This Dockerfile was created for running a java-process with a bias towards Dropwizard.
Assumptions made by this Dockerfile:
- a Maven project
- pom.xml file in the same dir
- docker-config.yml file in same dir
- docker.properties file in same dir
The docker-config.yml will be renamed to config.yml in the /opt/$service_name directory.
The Dockerfile will upon building your child image execute a ONBUILD
statement that prepares the environment with the given settings.
This image is built on phusion/baseimage-docker. Go there for extensive documentation on how the low-level stuff works.
The two/three variables needed here is service_name and repo_path.
The repo-path will point to a http(s) location
and download the jar-file with curl.
The variable service_version will also be available when the curl
command executes, so you can build a maven repo-path.
If your version ends with a -SNAPSHOT the variable snapshot_repo_path will be used place of repo_path.
NOTE: you can't use theese variables in your own build - as the are only set during one RUN instruction
See the variables documentation from phusion/baseimage-docker to see how it works.
This Dockerfile exposes these variables to the running image:
###SERVICE_NAME
The service name is fetched from the docker.properties file and made into a system variable.

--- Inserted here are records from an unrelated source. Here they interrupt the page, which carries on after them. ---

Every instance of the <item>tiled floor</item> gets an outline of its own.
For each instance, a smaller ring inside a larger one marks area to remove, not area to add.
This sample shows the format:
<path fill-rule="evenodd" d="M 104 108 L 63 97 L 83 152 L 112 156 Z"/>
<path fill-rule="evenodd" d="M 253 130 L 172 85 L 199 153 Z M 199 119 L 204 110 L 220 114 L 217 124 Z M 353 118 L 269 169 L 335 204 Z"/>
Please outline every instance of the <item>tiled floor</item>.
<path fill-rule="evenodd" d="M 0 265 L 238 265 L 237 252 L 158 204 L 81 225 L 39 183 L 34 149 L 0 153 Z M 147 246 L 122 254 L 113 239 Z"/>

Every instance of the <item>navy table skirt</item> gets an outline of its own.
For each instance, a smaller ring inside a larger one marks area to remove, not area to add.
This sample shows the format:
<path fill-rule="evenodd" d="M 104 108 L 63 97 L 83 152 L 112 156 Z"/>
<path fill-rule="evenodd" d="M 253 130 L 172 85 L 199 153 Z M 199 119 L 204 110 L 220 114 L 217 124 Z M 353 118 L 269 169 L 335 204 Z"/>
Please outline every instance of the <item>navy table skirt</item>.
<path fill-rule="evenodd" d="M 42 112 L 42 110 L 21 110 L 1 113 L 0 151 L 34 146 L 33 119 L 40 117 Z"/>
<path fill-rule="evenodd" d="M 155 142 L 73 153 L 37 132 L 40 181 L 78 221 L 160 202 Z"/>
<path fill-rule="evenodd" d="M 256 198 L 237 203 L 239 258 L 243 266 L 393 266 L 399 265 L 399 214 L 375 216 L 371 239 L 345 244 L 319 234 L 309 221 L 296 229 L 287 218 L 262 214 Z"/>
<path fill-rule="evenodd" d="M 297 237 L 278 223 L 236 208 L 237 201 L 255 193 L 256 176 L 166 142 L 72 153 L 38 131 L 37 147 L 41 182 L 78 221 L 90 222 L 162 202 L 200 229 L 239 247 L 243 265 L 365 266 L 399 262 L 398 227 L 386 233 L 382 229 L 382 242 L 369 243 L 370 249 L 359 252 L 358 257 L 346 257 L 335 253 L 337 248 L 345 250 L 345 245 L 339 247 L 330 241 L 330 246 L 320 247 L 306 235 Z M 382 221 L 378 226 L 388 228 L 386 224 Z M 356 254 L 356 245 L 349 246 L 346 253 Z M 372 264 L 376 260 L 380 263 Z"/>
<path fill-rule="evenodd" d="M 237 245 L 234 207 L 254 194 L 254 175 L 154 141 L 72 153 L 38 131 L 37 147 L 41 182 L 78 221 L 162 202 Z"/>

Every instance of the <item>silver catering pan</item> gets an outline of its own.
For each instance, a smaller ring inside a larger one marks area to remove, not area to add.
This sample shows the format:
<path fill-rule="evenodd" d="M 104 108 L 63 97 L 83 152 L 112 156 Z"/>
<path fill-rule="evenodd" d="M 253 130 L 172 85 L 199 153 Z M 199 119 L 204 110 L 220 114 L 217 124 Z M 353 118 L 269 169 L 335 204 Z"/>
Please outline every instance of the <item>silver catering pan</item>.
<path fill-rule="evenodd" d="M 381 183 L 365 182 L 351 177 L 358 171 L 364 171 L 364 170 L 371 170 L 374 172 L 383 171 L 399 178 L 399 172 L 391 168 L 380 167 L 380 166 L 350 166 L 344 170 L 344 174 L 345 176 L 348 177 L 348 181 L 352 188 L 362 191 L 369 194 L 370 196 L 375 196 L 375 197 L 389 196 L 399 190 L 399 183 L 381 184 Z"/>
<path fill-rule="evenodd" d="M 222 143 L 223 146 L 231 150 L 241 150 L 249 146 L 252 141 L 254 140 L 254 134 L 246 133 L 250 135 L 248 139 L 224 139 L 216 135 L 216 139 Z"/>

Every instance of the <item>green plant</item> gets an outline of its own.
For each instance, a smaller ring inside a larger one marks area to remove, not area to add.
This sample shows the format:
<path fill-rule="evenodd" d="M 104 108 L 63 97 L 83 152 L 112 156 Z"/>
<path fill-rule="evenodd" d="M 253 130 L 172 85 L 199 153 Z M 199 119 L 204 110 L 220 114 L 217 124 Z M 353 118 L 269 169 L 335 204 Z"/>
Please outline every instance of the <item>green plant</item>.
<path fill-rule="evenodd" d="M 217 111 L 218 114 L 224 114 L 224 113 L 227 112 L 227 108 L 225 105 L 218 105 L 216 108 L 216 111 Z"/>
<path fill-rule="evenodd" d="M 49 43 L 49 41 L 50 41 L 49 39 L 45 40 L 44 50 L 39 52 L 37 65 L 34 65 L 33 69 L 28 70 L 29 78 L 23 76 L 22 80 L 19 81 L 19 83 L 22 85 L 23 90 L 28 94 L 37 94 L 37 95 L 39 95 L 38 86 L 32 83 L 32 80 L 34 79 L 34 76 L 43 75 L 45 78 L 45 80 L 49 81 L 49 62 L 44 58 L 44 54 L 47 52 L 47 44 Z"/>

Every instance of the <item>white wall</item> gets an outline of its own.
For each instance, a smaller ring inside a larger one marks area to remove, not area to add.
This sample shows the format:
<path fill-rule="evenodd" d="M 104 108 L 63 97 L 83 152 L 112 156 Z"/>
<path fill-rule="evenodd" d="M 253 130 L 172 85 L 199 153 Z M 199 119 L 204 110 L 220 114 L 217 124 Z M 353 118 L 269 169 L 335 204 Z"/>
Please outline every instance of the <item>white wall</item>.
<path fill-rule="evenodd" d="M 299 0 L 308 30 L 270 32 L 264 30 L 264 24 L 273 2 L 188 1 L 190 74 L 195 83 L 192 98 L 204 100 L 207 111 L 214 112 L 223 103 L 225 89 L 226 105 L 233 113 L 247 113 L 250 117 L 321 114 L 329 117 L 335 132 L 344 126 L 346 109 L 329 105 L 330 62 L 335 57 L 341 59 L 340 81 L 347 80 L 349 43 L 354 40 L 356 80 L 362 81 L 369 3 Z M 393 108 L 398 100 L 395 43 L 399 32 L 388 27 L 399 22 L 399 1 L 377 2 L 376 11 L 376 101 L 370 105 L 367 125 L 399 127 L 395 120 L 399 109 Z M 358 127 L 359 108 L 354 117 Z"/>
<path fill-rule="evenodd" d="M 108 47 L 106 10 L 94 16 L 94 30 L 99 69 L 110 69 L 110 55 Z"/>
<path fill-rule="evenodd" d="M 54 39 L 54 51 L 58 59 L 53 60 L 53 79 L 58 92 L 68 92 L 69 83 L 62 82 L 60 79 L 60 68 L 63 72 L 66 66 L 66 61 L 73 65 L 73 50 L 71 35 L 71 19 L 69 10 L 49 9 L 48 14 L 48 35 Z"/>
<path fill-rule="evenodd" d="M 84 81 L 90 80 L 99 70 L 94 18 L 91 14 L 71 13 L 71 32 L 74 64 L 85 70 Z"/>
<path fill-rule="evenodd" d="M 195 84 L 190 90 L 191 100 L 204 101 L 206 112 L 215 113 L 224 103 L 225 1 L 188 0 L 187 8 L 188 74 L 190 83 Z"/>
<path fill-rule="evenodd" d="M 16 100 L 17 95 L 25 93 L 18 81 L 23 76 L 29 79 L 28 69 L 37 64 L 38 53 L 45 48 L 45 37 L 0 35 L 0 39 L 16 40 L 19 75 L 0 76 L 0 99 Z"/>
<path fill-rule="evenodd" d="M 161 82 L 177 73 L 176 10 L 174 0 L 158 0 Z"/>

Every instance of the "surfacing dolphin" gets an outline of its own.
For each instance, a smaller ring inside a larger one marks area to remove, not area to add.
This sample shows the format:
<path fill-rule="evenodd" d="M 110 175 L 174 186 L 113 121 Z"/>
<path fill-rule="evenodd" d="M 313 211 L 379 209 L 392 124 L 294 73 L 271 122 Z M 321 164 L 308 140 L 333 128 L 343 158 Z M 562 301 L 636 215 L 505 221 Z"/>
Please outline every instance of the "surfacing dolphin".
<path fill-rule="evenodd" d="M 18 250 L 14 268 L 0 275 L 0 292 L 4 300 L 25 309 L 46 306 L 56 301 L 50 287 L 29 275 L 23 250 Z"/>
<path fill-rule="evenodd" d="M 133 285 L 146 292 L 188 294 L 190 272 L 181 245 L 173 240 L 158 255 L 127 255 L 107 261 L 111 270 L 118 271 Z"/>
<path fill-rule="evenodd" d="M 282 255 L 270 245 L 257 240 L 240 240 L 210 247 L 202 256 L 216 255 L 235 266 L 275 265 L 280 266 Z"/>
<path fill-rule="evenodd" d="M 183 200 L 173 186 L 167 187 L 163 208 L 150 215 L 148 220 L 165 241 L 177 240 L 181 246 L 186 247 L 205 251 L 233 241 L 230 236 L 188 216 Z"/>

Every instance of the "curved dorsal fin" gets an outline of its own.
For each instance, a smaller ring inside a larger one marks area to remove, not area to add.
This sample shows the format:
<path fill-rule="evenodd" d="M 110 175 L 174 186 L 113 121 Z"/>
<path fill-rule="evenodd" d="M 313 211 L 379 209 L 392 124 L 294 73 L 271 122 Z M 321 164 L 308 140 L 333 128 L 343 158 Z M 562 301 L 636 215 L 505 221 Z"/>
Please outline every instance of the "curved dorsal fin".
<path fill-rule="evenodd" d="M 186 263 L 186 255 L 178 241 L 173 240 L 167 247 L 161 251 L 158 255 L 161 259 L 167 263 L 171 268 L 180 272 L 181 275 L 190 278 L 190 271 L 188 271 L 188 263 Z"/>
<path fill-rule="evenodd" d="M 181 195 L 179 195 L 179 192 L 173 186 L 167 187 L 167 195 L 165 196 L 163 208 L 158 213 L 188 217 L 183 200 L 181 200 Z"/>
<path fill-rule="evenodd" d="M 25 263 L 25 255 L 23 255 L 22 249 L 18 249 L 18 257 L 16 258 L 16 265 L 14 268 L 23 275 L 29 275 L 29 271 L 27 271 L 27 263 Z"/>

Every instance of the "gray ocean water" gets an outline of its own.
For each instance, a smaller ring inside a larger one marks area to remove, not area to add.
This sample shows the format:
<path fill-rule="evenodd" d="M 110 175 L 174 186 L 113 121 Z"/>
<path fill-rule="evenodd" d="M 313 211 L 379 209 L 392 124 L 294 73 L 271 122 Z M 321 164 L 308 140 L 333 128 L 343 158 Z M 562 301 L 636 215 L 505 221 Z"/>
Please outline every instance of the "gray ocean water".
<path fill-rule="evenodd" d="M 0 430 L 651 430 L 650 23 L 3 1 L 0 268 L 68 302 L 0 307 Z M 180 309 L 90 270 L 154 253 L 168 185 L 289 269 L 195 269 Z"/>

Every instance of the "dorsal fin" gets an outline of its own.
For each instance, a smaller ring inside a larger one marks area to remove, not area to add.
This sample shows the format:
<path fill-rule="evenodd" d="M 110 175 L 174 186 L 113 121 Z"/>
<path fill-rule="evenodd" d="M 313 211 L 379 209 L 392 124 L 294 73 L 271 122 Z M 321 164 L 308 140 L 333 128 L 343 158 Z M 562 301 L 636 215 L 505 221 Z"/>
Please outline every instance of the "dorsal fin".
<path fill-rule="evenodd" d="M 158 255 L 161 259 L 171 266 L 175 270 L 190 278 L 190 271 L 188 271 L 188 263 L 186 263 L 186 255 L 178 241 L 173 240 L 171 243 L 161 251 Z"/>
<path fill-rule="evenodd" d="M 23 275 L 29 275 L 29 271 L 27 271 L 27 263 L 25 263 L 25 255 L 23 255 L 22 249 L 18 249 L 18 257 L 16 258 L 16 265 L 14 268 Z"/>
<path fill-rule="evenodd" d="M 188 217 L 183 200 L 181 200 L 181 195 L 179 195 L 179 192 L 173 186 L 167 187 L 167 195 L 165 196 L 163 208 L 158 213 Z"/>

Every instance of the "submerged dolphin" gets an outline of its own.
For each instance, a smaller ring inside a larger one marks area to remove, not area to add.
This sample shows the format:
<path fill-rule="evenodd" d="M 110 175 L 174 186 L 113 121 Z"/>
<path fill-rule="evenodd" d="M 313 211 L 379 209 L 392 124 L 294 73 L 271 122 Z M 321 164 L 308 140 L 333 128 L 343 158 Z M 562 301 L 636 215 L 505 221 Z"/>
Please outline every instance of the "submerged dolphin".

This is also the name of the process starting the microservice process.
###SERVICE_VERSION
The service version is made available from the pom.xml
###SERVICE_CONFIG
Simply points to the /opt/$SERVICE_NAME/config.yml
###SERVICE_CMD
This is default set to server, but can be overridden so that it can e.g migrate instead of server. If the command is set to anything else than server the service will run once during startup of container with this command. After successful return the SERVICE_CMD is rewritten to server and server starts normally.
###JAVA_OPTIONS
This is set to a long list of default values, fetched and adapted form a post in the dropwizard discussion groups.
###JAVA_MEMORY
This is a convenience variable, as you don't need to reiterate all JAVA_OPTIONS just to change the memory settings.
###JAVA_LOGGC
This variable is set at image build-time since it relies on the log-folder location.
service_name=my-docker-service
repo=releases
#repo=snapshots
#The version reference will be added by docker during build (from pom.xml)
#while referencing with ${service_name} works - the service name can be hardcoded here.
repo_path=http://user:pass@repo.example.com/${repo}/com/example/${service_name}/${version}/${service_name}-${version}.jar
The Dockerfile will extract the project.version variable to get hold of the current version of the service and expose it
in a service_version variable while building the image, and set it to a SERVICE_VERSION variable available
at runtime.
This is your vanilla configuration file. It can be overridden by the use of volumes and SERVICE_OPTION variables.